All Admins Should Be End Users
The following is based on material that I originally wrote for, but removed from, the first edition of “Top Down Design in Creo Parametric.”
As an administrator, it’s too easy to become removed from the pains and struggles of the end user. You can advocate rules, processes, and workflows that are confusing, cumbersome, and impediments to progress.
As a result, your end users might not follow those rules and processes. Ask yourself, are these rules or recommendations? Are these “shoulds” (advised) or “shalls” (required)?

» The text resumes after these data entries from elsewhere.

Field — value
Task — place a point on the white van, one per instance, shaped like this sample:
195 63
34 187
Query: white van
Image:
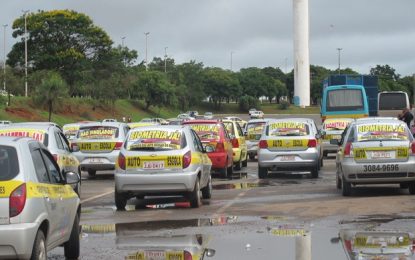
391 103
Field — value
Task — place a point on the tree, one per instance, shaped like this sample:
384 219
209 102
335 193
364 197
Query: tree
50 91
62 40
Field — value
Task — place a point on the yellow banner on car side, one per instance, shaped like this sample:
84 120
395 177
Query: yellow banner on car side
96 146
360 153
287 143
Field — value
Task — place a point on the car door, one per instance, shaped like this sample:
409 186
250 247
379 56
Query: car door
45 189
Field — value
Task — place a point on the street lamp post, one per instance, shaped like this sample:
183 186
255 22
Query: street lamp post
146 34
165 59
25 49
339 50
4 58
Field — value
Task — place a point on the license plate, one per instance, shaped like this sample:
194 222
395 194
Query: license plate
383 154
285 158
153 165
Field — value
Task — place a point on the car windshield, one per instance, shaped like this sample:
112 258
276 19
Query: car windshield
254 130
155 140
206 131
98 132
386 131
288 129
9 164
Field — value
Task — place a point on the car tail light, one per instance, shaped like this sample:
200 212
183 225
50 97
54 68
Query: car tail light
348 149
312 143
118 145
121 161
263 144
17 200
187 159
235 143
187 255
220 147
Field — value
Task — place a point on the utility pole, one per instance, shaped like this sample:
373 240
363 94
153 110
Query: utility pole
4 58
339 50
165 59
146 34
25 49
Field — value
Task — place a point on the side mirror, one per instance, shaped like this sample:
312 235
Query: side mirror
209 149
334 141
71 178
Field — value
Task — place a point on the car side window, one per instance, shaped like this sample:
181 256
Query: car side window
40 168
53 169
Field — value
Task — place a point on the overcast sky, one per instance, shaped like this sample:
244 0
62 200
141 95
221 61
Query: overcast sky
258 32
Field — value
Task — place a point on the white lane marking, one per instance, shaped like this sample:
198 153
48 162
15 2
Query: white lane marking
97 196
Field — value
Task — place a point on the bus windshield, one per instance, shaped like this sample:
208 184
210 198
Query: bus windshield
344 99
392 101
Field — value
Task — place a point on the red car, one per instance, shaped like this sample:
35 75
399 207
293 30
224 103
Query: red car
213 133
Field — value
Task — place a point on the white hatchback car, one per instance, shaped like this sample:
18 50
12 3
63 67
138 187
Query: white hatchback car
38 209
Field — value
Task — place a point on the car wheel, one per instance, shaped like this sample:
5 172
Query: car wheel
71 247
238 165
314 171
39 247
92 173
411 187
346 187
120 200
195 196
207 191
262 172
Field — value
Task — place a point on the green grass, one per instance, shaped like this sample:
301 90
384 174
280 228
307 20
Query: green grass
78 109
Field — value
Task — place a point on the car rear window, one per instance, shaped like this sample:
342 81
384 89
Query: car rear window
254 130
207 131
9 164
155 140
288 129
36 134
389 132
98 132
335 125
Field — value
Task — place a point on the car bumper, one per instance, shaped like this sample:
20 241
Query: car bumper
159 183
275 159
355 172
16 240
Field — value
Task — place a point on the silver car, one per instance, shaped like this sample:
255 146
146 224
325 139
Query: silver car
373 151
253 131
163 160
98 145
289 144
332 128
38 209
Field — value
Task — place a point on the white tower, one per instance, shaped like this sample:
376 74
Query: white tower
301 54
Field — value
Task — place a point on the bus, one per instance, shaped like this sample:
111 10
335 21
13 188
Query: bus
391 103
344 101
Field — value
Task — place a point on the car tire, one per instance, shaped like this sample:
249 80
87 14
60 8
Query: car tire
411 187
238 165
71 247
120 201
92 173
195 196
262 172
314 171
207 191
346 187
39 251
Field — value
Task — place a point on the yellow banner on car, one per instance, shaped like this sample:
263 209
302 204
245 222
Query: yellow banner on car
288 143
37 134
96 146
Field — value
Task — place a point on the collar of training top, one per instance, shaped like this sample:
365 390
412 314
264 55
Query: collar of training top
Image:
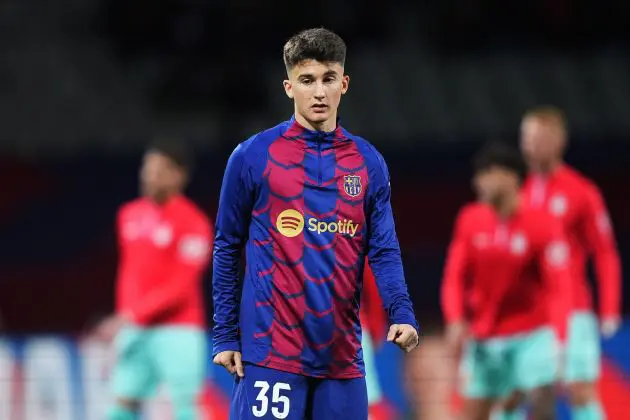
296 130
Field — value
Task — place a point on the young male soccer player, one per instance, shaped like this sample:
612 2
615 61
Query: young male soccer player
505 285
308 201
577 204
165 243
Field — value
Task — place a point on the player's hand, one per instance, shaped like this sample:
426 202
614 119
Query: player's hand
456 334
232 361
404 336
610 326
109 327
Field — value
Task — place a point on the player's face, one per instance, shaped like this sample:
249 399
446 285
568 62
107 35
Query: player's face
493 183
316 90
542 141
159 175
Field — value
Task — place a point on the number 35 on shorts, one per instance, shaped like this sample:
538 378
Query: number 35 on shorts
280 404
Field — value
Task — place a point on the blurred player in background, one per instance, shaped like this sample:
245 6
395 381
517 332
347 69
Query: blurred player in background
308 201
428 376
165 243
505 290
577 204
374 329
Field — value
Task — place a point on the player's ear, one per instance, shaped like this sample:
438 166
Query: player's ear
288 88
345 83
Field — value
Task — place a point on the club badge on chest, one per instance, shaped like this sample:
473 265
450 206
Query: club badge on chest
518 244
558 205
162 236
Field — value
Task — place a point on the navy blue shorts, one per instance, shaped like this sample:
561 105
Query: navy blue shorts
272 394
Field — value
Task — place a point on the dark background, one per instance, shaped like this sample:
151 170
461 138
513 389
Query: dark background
85 84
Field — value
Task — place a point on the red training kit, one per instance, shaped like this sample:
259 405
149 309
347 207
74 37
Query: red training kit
508 276
577 203
164 251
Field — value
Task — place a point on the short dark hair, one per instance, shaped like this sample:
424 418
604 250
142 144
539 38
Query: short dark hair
318 44
502 155
548 113
178 152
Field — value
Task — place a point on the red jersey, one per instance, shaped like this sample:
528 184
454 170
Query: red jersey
164 251
577 203
506 276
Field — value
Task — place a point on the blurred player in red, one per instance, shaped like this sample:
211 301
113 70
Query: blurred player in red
505 289
165 243
577 204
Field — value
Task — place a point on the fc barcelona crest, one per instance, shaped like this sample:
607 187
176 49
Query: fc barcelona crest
352 185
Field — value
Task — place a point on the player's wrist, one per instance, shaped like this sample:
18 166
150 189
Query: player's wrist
225 346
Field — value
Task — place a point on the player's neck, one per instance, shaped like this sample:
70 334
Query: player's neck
506 207
326 126
547 168
163 198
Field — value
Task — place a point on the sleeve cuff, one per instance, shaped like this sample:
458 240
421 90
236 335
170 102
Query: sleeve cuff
225 346
408 321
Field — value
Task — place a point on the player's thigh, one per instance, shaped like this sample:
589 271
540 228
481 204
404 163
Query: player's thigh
180 356
371 374
486 370
268 394
134 376
337 399
536 359
582 352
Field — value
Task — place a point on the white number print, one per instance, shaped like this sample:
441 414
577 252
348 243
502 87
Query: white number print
281 405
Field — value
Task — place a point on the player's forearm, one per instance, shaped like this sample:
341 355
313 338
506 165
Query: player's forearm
390 280
225 295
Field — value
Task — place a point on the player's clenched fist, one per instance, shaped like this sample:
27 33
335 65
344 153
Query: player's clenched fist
404 336
231 360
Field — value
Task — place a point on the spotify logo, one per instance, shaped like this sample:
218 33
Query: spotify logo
290 223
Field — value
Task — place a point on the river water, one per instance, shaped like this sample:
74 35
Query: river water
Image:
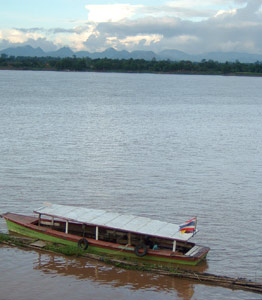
163 146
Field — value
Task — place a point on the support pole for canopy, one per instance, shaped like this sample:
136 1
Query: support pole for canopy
174 246
66 227
97 233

Also, by not being the end user, you risk losing credibility among your end customers. How can you make the rules or tell the internal customers what to do, when you don’t design parts, release drawings, or use the tools you manage? Your internal customers can quickly tell when you don’t have the bona fides to back up what you’re talking about.
Even worse, you can make the end user hate CAD, or at least your CAD system. (I’ve spoken to end users who hate a CAD or PLM system because of the policies and processes imposed upon them, not because of the system’s interface, picks and clicks, or workflows.) Remember, end users are customers. You don’t want your customers hating your product.
I went from end user to instructor to consultant to admin, then back to end user. Going back to being an end user helped me see the policies and rules in a new light. When I was in the Army, I was fond of the saying “Regulations are for the guidance of the commander in accomplishing the mission.” After creating, releasing, and revising project work on a schedule, I have that same feeling about the “rules” around CAD and PLM.
So what do admins have to gain by being end users?
They will gain an understanding how design fits into the larger picture of the product development process, including analysis, manufacturing, and downstream processes such as supply chain and inventory.
They will learn how the tools work best for your products, how you manage data, and how you build, procure, and assemble. Believe it or not, how you use the tool depends on things like geometry complexity, number of components, materials, manufacturing processes, and even the physical size of the end item.
They will gain empathy for the struggles of the end user and the necessities of schedule.
They will be able to test changes and enhancements in real scenarios.
They will feel the pain of the shortcomings of the tools and the processes and policies implemented around them.
Therefore, I propose that all admins be allocated and dedicated to a minimal amount of project work. I recommend at least 10 - 12.5% of their total time. At 10%, that could be one morning or one afternoon per week. At 12.5%, that’s one hour per day. And it needs to be real project work – on a schedule with deadlines, with deliverables that have to be released and managed, and make it into the final product.
Why the picture that accompanies this post? I was discussing this with a co-worker, and he reminded me that you have to “eat your own dog food.” In other words, administrators have to be end users and customers of both the tools they oversee and the policies they implement.